Anche dentro le nostre case, dove si sommano agenti inquinanti esterni ed interni, la natura può venire in nostro soccorso, basti pensare che mettere una piantina in salotto può ridurre fino al 20% il diossido di azoto.
Nelle scorse settimane il Parlamento Europeo ha votato per adottare le linee guida dell’OMS entro il 2035, al fine di contrastare anche gli effetti negativi dell’inquinamento sui paesi del terzo mondo, secondo lei queste misure sono sufficienti?
Le responsabilità del degrado ambientale sono principalmente nostre ma per i paesi meno sviluppati seguire la nostra strada oggi non è più un’alternativa possibile. Siamo, infatti, ad un punto di non ritorno, come confermato dai dati scientifici a nostra disposizione; quindi, dobbiamo tutti intraprendereun percorso comune per salvaguardare il pianeta. A tal proposito delle nuove leggi più restrittive sono certamente un aiuto fondamentale per ridurre i danni alla salute delle persone e all’ambiente.
In Italia il Ministero dell’Ambiente e della Sicurezza Energetica, grazie ai fondi ottenuti tramite il PNRR, Piano Nazionale di Ripresa e Resilienza, che ammontano a più di 60 miliardi di euro, ha intenzione di decarbonizzare il paese, come anche di raggiungere celermente tutti gli altri obiettivi globali ed europei stabiliti per il 2030 e il 2050.
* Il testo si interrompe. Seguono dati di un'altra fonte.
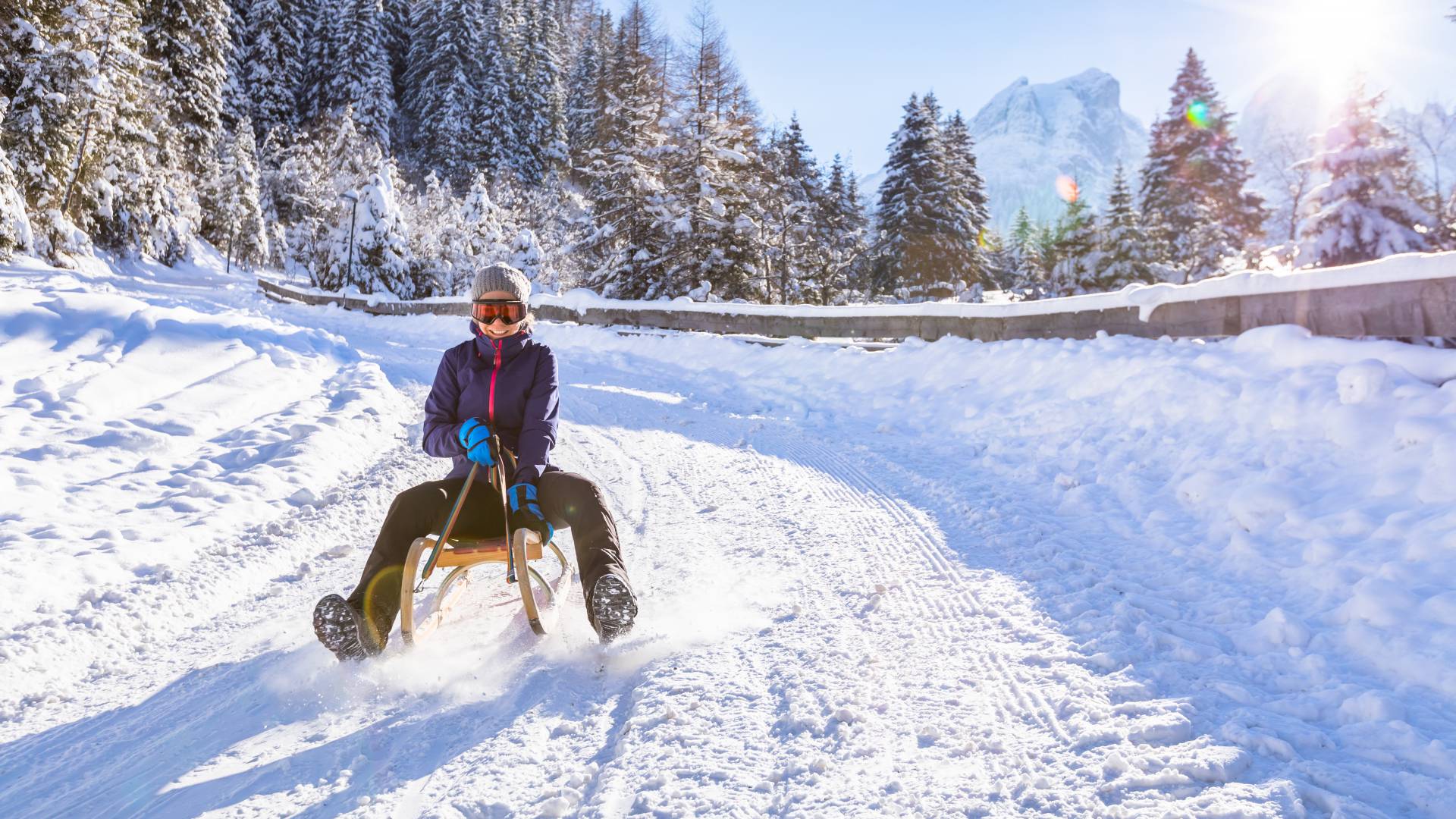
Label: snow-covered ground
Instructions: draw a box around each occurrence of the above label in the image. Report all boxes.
[0,252,1456,816]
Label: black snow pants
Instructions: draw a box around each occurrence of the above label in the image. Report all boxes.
[348,472,632,642]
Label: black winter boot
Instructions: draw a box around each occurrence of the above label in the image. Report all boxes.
[313,595,384,661]
[592,574,636,642]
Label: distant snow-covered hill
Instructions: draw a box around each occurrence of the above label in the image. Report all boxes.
[971,68,1147,228]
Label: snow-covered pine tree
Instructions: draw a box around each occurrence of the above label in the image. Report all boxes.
[403,171,460,297]
[663,2,755,299]
[815,153,866,305]
[588,0,668,299]
[463,172,513,287]
[242,0,303,141]
[470,0,521,177]
[565,11,613,172]
[1003,207,1048,299]
[513,0,566,185]
[507,228,546,281]
[1087,163,1155,291]
[141,0,227,175]
[1392,102,1456,251]
[1046,196,1101,296]
[408,0,485,184]
[0,98,35,261]
[331,0,394,152]
[981,228,1021,290]
[1296,86,1431,267]
[1141,48,1264,281]
[875,93,975,300]
[61,0,195,256]
[329,158,415,293]
[758,115,824,305]
[214,118,268,265]
[271,131,339,278]
[218,0,252,127]
[942,111,990,287]
[300,0,344,127]
[380,0,415,121]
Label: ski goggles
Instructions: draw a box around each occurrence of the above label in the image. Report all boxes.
[470,299,526,324]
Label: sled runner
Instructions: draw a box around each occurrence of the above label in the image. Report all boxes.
[399,436,570,645]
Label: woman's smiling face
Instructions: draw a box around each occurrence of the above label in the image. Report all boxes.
[473,290,526,338]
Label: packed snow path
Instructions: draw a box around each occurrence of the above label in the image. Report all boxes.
[0,253,1456,816]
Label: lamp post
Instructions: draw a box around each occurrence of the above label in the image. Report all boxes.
[339,188,359,290]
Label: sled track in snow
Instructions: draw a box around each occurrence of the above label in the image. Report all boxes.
[0,342,1432,817]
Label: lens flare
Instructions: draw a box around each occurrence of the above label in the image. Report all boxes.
[1057,174,1082,202]
[1184,99,1213,128]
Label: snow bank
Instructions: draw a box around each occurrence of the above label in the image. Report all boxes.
[0,250,418,708]
[532,252,1456,321]
[543,316,1456,705]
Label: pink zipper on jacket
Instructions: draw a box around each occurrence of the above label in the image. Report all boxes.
[488,338,505,430]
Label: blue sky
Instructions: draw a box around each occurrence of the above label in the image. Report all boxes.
[609,0,1456,174]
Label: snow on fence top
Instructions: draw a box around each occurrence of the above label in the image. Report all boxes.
[259,252,1456,341]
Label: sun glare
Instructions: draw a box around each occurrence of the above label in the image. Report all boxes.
[1280,0,1395,98]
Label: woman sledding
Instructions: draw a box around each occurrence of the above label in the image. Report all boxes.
[313,264,636,661]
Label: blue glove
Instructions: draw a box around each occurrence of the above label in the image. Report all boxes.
[505,484,556,547]
[459,419,495,466]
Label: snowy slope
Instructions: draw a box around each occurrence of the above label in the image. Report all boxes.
[0,252,1456,816]
[971,68,1147,229]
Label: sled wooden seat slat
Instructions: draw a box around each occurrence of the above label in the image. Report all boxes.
[399,529,570,644]
[425,538,541,566]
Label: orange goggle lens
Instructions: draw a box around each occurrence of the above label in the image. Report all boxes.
[470,302,526,324]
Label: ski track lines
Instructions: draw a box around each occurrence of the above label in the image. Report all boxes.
[0,334,1432,817]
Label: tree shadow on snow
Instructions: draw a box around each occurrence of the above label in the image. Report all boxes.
[0,645,628,817]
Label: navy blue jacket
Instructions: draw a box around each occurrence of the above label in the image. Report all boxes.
[424,322,559,484]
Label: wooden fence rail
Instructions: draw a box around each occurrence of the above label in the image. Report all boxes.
[258,253,1456,341]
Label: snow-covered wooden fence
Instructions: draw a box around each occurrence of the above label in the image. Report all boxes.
[258,252,1456,341]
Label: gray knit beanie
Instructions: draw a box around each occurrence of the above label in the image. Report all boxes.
[470,262,532,303]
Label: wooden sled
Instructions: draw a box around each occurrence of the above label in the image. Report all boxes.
[399,436,570,645]
[399,529,570,645]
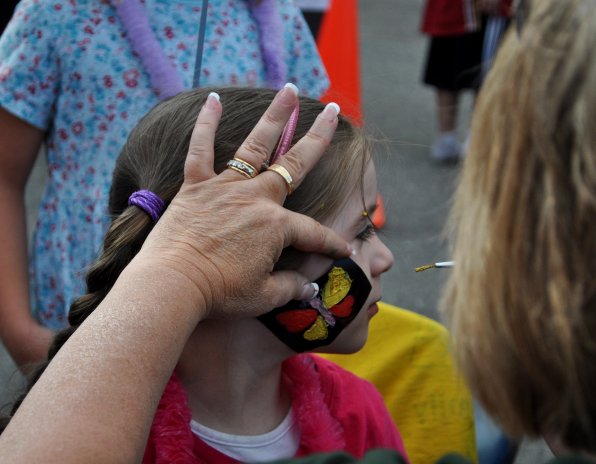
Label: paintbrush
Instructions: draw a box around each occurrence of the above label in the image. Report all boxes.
[416,261,455,272]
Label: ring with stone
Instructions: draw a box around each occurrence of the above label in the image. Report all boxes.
[267,164,294,195]
[227,158,259,179]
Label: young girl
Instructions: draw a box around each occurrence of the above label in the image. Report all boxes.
[8,89,404,463]
[0,0,328,367]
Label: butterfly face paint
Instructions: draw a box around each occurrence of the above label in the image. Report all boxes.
[258,258,371,353]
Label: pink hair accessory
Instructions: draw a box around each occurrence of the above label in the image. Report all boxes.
[270,101,300,164]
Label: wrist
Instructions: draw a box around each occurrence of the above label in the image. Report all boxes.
[118,252,211,325]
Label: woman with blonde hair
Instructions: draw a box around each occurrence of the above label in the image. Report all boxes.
[443,0,596,455]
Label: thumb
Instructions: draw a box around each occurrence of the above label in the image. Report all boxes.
[263,271,319,308]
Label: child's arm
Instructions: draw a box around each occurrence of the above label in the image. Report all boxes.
[0,108,52,368]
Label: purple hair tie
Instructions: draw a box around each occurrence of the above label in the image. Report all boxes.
[270,101,300,164]
[128,190,166,222]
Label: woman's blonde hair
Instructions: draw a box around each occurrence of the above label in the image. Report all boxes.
[442,0,596,452]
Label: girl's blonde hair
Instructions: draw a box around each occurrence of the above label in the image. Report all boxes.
[442,0,596,452]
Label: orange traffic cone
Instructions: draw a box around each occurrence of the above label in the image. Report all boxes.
[317,0,362,124]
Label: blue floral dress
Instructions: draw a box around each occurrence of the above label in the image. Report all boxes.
[0,0,328,328]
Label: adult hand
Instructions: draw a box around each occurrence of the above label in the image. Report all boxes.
[138,86,351,316]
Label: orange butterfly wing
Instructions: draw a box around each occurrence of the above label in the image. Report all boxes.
[275,309,318,333]
[329,295,355,317]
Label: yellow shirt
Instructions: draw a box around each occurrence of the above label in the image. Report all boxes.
[323,303,477,464]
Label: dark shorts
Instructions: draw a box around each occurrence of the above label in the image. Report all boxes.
[423,28,484,91]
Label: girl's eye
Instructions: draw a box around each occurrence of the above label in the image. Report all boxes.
[356,224,376,242]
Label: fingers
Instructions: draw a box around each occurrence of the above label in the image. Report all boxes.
[259,103,339,202]
[226,84,298,176]
[263,271,318,308]
[184,92,222,183]
[284,211,353,259]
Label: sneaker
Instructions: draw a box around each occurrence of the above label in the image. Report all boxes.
[431,132,462,163]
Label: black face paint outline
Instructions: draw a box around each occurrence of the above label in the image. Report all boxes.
[257,258,372,353]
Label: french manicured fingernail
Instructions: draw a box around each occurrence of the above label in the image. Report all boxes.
[321,102,340,121]
[302,282,319,300]
[205,92,219,109]
[279,82,298,105]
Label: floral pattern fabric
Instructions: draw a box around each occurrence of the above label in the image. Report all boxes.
[0,0,328,328]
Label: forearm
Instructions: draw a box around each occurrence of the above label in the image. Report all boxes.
[0,108,47,367]
[0,260,204,464]
[0,183,51,367]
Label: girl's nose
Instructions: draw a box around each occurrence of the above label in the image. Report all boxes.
[371,237,393,277]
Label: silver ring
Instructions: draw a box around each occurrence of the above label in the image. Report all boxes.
[227,158,258,179]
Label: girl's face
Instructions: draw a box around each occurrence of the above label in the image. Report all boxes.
[297,161,393,353]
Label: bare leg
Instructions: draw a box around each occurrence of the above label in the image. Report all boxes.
[431,89,462,162]
[437,89,459,133]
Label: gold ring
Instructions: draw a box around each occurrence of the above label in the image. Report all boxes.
[227,158,258,179]
[267,164,294,195]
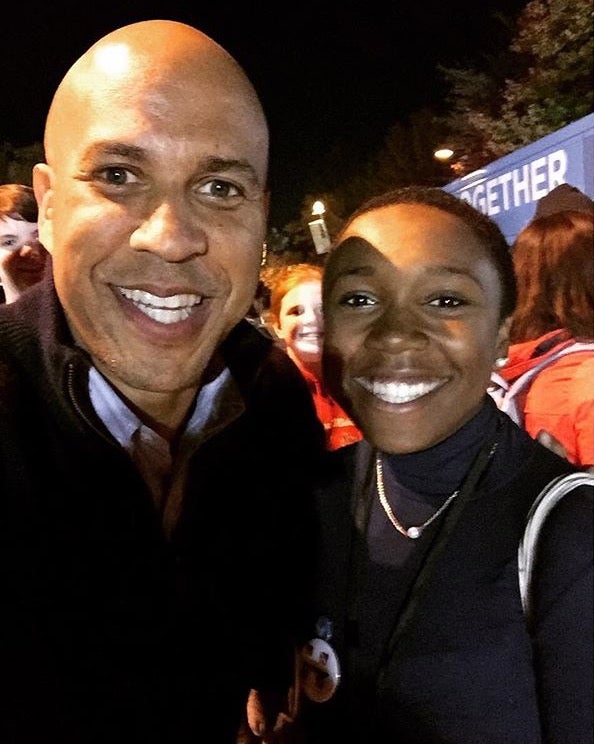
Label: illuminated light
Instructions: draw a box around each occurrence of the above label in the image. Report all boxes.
[311,201,326,215]
[433,147,454,160]
[95,44,130,74]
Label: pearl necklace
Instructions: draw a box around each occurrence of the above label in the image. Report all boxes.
[375,454,459,540]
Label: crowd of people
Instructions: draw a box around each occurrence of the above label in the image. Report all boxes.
[0,20,594,744]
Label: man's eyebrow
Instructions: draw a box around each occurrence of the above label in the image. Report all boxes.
[200,156,259,183]
[84,142,148,161]
[77,142,261,185]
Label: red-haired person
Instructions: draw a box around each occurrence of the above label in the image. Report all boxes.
[262,263,361,450]
[0,183,48,303]
[498,192,594,468]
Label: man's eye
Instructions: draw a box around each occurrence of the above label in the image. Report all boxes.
[100,166,138,186]
[198,178,242,199]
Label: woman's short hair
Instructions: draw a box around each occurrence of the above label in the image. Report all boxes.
[336,186,516,319]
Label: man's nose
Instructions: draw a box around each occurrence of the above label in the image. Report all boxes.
[130,202,208,263]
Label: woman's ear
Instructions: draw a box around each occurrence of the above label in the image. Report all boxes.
[495,315,512,359]
[33,163,54,254]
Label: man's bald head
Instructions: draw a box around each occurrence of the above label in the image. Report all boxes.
[33,21,268,428]
[44,20,268,165]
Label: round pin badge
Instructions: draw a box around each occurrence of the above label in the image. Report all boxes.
[301,638,340,703]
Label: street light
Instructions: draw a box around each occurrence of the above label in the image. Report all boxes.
[307,200,332,254]
[433,147,454,163]
[311,199,326,217]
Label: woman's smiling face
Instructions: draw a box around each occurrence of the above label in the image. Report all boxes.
[324,203,507,453]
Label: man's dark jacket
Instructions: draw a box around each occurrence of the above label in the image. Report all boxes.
[0,279,322,744]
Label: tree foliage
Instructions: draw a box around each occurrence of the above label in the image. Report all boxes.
[441,0,594,172]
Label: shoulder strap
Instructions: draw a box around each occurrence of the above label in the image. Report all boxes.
[518,471,594,618]
[496,341,594,426]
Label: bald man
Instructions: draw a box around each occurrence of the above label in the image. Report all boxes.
[0,20,323,744]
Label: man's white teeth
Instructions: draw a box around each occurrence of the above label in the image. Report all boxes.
[118,287,202,324]
[355,377,441,403]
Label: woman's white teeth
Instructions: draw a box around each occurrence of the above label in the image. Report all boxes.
[356,377,441,403]
[118,287,202,324]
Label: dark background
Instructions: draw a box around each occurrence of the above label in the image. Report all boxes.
[0,0,527,225]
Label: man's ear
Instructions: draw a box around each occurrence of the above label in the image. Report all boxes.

Visto che la a decarbonizzazione è un tema particolarmente caro al WWF, cosa ne pensa di questi obiettivi?
Ecco, noi dobbiamo assolutamente liberarci dei combustibili fossili. Il WWF, in questo, è veramente molto assertivo, perché sbarazzarci dei combustibili fossili significherebbe anche liberarci di tutte le problematiche connesse alle emissioni di gas climalteranti.
Proprio per questo, già più di 10 anni fa, WWF aveva avviato la campagna “No al carbone, Sì al futuro”. Crediamo, infatti, che l’unica via possibile sia quella di arrivare al 100% di fonti rinnovabili entro il 2035.
Dobbiamo essere veloci perché il cambiamento climatico incalza. Basti pensare a tutti i fenomeni estremi che si sono verificati nelle nostre città nel corso di quest’anno (ma anche dei precedenti).
Gli obiettivi da raggiungere sono tanti e richiedono una revisione quasi totale della gestione del Paese. A tal proposito il WWF lancerà, a partire dal 16 ottobre, anche la sua nuova campagna Sustainable Future, la quale si rivolge prioritariamente ai cittadini e racconta come nella vita quotidiana si possa essere più sostenibili, ma non dimentica che serve essere accompagnati dalle istituzioni con leggi risolutive efficaci ed efficienti e anche dalle aziende, le quali devono adottare politiche aziendali per orientarle verso la riduzione degli impatti e al miglioramento della sostenibilità dei processi.